Economic analysis of surgical outcome monitoring using control charts: the SHEWH

Economic analysis of surgical outcome monitoring using control charts: the SHEWHART cluster randomised trial

Sarah Skinner, Léa Pascal, Stéphanie Polazzi, François Chollet, Jean-Christophe Lifante, Antoine Duclos; SHEWHART Trial Group

BMJ Qual Saf. 2023 Aug 8;bmjqs-2022-015390. Online ahead of print.

 

Abstract

Importance: Surgical complications represent a considerable proportion of hospital expenses. Therefore, interventions that improve surgical outcomes could reduce healthcare costs.

Objective: Evaluate the effects of implementing surgical outcome monitoring using control charts to reduce hospital bed-days within 30 days following surgery, and hospital costs reimbursed for this care by the insurer.

Design: National, parallel, cluster-randomised SHEWHART trial using a difference-in-difference approach.
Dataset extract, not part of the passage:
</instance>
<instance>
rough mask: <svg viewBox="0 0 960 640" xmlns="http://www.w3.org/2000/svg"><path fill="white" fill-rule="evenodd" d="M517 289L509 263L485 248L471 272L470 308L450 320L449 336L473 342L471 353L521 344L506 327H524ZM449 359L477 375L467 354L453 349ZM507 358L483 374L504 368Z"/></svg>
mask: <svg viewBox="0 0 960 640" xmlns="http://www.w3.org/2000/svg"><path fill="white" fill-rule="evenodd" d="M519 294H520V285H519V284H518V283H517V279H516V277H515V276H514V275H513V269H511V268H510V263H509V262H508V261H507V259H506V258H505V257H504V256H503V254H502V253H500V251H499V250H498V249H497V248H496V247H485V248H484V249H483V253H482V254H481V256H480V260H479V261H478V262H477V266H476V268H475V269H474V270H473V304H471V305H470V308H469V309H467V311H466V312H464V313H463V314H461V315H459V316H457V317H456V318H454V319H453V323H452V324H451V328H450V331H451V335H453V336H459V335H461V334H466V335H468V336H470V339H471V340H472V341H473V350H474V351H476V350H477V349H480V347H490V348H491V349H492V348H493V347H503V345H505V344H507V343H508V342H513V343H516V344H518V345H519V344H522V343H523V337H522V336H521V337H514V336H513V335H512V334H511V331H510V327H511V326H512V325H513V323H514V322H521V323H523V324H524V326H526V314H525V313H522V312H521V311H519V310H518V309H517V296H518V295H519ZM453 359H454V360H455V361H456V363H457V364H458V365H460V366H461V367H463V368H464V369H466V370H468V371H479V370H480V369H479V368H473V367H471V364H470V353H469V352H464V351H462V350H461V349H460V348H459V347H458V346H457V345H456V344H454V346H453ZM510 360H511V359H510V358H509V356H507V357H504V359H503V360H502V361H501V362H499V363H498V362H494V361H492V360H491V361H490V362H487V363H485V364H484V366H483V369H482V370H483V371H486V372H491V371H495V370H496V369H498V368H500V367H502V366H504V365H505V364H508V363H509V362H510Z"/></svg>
Setting: 40 surgical departments from distinct hospitals across France.

Participants: 155 362 patients over the age of 18 years, who underwent hernia repair, cholecystectomy, appendectomy, bariatric, colorectal, hepatopancreatic or oesophageal and gastric surgery were included in analyses.

Intervention: After the baseline assessment period (2014-2015), hospitals were randomly allocated to the intervention or control groups. In 2017-2018, the 20 hospitals assigned to the intervention were provided quarterly with control charts for monitoring their surgical outcomes (inpatient death, intensive care stay, reoperation and severe complications). At each site, pairs, consisting of one surgeon and a collaborator (surgeon, anaesthesiologist or nurse), were trained to conduct control chart team meetings, display posters in operating rooms, maintain logbooks and design improvement plans.

Main outcomes: Number of hospital bed-days per patient within 30 days following surgery, including the index stay and any acute care readmissions related to the occurrence of major adverse events, and hospital costs reimbursed for this care per patient by the insurer.

Results: Postintervention, hospital bed-days per patient within 30 days following surgery decreased at an adjusted ratio of rate ratio (RRR) of 0.97 (95% CI 0.95 to 0.98; p<0.001), corresponding to a 3.3% reduction (95% CI 2.1% to 4.6%) for intervention hospitals versus control hospitals. Hospital costs reimbursed for this care per patient by the insurer significantly decreased at an adjusted ratio of cost ratio (RCR) of 0.99 (95% CI 0.98 to 1.00; p=0.01), corresponding to a 1.3% decrease (95% CI 0.0% to 2.6%). The consumption of a total of 8910 hospital bed-days (95% CI 5611 to 12 634 bed-days) and €2 615 524 (95% CI €32 366 to €5 405 528) was avoided in the intervention hospitals postintervention.

Conclusions: Using control charts paired with indicator feedback to surgical teams was associated with significant reductions in hospital bed-days within 30 days following surgery, and hospital costs reimbursed for this care by the insurer.